Whilst it’s not immediately clear what Button’s new role will actually involve, it’s widely thought that Williams are looking for both a senior driver’s perspective on sporting matters, as well as someone to act as an ambassador for the team in and around the sport.
Additionally, being one of the few drivers that made it to the very pinnacle of Formula 1 Button brings with him a wealth of relevant experience he can share with Williams two drivers in their formative Grand Prix seasons.
Button has long since been considered a driver with intelligence, in the mould of Alain Prost, rather than one who survives on raw talent and instinct, which lends itself perfectly to the role of driver coach, if not full time, then certainly from time to time and at key moments.
Jenson Button began his Grand Prix career with Williams in 2000, but left after a season to join Renault.
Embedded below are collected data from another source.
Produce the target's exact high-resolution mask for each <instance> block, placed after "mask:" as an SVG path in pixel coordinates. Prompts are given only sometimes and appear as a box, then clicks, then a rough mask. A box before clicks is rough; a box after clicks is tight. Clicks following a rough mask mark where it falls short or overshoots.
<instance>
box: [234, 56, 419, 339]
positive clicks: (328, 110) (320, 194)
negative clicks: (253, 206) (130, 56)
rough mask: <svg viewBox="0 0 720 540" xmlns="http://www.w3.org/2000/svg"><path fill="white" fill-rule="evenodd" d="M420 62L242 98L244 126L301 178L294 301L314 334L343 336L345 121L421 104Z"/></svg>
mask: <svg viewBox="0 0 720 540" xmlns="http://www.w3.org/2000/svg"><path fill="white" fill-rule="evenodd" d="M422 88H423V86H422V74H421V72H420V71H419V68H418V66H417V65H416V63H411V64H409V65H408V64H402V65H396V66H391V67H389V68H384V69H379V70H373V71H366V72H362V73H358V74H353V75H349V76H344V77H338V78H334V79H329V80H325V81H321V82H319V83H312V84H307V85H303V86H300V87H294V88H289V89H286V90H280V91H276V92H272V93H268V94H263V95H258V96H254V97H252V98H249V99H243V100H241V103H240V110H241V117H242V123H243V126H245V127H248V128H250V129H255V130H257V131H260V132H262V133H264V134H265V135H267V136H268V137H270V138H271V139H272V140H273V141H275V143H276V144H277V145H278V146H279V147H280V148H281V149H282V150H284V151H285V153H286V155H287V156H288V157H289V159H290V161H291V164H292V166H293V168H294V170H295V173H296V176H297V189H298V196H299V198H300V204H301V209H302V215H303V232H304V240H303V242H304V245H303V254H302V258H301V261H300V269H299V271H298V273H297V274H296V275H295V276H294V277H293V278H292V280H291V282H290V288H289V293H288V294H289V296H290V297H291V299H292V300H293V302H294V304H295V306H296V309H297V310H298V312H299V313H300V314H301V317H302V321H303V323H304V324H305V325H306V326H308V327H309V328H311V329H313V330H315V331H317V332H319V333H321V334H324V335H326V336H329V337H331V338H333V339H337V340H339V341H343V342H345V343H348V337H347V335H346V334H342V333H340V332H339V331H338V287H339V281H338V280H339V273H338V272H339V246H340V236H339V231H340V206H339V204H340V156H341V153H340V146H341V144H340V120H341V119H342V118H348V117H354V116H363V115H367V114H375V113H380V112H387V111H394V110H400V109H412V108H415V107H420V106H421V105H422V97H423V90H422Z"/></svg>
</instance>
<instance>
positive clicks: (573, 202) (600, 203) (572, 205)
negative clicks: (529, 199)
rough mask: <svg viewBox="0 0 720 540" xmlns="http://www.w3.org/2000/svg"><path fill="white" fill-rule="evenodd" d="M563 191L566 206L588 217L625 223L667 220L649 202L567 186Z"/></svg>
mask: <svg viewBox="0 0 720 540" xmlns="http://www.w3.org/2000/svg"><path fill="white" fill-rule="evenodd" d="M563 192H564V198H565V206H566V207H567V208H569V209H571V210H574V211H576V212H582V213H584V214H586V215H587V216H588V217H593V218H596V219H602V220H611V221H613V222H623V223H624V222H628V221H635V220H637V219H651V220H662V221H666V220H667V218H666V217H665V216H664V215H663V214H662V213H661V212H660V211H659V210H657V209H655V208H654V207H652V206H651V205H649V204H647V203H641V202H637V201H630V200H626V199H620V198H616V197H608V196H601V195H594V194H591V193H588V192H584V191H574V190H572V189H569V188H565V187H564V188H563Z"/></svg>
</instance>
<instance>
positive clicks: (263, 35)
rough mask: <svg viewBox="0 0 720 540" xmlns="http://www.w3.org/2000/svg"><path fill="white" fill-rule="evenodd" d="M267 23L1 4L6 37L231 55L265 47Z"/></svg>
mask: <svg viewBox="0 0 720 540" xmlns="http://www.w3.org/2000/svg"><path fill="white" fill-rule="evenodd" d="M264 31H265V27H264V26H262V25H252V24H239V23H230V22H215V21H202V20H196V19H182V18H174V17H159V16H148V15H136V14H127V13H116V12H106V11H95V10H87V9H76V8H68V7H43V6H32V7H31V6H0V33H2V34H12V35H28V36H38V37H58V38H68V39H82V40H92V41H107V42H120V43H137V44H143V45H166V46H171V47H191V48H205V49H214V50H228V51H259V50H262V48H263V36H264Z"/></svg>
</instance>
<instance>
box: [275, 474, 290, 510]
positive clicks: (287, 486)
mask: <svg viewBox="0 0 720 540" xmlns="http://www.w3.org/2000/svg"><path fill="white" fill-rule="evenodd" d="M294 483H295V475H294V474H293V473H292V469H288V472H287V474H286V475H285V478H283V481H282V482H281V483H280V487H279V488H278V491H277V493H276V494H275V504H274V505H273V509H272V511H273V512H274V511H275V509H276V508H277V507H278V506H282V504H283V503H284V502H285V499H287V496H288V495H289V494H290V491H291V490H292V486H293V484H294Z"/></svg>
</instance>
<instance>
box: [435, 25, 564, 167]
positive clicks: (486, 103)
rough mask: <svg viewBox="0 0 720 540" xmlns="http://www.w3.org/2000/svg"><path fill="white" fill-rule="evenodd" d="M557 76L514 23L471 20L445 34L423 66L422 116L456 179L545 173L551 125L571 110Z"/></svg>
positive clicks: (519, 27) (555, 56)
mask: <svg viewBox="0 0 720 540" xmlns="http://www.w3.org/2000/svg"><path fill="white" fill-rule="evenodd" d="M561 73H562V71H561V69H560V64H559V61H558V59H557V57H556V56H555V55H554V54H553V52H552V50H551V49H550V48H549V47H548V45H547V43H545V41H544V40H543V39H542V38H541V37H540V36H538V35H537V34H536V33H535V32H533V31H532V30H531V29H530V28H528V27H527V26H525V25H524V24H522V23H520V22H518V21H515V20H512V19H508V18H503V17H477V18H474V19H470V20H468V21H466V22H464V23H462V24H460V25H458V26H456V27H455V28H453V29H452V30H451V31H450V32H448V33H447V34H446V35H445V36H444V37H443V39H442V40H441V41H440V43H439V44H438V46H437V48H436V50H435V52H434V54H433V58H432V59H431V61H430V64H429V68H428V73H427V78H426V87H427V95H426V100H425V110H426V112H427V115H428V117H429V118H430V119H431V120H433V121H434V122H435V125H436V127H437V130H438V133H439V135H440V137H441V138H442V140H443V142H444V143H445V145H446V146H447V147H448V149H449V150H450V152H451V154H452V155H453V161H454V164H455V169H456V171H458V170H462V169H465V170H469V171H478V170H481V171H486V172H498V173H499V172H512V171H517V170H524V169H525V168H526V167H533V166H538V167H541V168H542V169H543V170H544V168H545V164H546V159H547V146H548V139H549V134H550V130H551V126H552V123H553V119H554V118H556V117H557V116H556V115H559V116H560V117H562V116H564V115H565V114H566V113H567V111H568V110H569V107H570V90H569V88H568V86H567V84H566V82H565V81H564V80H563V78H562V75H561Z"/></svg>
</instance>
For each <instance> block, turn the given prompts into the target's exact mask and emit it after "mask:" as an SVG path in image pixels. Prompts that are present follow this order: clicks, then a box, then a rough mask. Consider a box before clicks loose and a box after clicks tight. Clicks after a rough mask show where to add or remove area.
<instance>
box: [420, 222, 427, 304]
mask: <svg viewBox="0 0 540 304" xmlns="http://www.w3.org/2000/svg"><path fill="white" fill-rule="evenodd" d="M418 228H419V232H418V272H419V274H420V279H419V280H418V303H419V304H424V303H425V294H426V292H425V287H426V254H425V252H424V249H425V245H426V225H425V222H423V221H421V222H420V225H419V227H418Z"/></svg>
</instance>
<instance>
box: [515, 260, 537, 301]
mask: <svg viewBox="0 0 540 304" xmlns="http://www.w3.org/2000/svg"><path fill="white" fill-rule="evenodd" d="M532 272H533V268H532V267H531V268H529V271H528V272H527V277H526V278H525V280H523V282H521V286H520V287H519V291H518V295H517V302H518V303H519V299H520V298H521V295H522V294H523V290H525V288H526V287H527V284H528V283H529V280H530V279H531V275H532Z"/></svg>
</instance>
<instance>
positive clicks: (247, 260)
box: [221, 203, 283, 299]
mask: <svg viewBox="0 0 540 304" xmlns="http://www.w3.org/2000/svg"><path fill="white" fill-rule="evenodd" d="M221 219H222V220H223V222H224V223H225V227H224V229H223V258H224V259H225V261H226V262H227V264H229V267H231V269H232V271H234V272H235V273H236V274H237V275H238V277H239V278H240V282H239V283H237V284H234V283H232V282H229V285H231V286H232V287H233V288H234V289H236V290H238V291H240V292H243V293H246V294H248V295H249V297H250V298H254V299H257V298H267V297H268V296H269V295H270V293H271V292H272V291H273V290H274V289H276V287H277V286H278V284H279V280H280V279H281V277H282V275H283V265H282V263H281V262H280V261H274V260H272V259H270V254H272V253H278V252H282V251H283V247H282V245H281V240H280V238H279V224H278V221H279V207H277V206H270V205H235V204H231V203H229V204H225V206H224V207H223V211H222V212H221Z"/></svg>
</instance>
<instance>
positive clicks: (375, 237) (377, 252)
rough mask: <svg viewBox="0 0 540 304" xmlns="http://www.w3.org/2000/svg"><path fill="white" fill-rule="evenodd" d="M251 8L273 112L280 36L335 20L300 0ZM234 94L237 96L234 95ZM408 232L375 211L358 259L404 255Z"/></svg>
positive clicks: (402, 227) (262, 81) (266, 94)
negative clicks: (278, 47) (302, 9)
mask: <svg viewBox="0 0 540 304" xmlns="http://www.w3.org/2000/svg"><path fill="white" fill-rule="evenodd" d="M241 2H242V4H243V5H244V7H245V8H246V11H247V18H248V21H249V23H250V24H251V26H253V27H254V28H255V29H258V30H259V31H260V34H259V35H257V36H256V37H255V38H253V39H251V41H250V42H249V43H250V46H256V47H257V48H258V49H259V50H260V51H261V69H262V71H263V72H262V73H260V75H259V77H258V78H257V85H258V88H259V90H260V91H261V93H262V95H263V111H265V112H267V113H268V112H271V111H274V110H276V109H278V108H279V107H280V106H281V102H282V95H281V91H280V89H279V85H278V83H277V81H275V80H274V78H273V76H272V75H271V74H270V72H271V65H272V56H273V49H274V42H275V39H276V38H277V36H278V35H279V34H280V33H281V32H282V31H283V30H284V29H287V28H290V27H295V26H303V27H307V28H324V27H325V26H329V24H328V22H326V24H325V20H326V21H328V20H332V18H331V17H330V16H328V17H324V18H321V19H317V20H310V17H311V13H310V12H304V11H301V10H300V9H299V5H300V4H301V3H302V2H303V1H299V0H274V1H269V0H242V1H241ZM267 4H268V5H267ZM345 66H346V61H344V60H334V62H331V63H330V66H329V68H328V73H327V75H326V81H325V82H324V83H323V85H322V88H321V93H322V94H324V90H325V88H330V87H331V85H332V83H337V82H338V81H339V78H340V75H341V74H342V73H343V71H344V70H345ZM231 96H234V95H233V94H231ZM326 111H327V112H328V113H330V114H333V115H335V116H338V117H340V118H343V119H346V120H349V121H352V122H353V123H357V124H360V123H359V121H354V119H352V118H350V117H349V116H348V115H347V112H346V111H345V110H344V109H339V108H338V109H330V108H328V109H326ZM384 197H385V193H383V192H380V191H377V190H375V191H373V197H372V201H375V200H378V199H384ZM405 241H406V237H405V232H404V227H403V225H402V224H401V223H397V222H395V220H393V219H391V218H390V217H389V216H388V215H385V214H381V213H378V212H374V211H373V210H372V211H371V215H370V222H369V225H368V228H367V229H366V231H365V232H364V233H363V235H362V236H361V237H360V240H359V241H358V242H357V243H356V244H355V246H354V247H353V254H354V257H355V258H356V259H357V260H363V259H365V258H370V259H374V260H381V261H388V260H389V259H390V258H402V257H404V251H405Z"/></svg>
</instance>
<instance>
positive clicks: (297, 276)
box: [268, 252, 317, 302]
Two years with the French squad butting heads with Team Principal Flavio Briatore was enough for both men and JB left to join BAR, (later becoming Honda).
His first taste of a Grand Prix car with the potential to win races elevated Button into the top echelons of the sport and made him much sought after, and only some serious contract wrangling and the involvement of the court of arbitration that prevented a move back to Williams.
Sadly for Button, after winning his first Grand Prix in 2006, the Honda F1 cars that followed were absolute donkeys and the Japanese squad decided to withdraw from F1 rather than suffer the ignominy of another disastrous year in 2009.
In a salvage mission that would become instant Formula 1 folklore, Honda team boss Ross Brawn stepped in to buy the team at the eleventh hour knowing that in the double diffuser the already-built Honda (which became the first and only Brawn Grand Prix car) had a design advantage over its rivals that was likely to make it very competitive.
Nobody could have known just quite how competitive, as Jenson Button and Brawn romped to half a dozen wins in the first half of the 2009 Formula 1 season, effectively sealing the championship before their rivals had a chance to build a double diffuser of their own.
World Champion Button then moved to McLaren, where he partnered Lewis Hamilton, taking seven more wins before retiring for good in 2017.
Since retiring from Formula 1, Button has combined outings in other series with TV punditry work where he works for SkyF1.
In my opinion, Button is absolutely perfect for an ambassadorial role, and Williams have chosen very wisely. He’s smart, intelligent, articulate and well liked. His F1 driving experience is recent enough to still be relevant, and he’s senior enough and was successful enough to be respected at board level. I think when he speaks, he’ll be listened to.
Hopefully Williams’ latest acquisition will prove to be a positive force in Williams’ resurgence. Welcome back Jenson!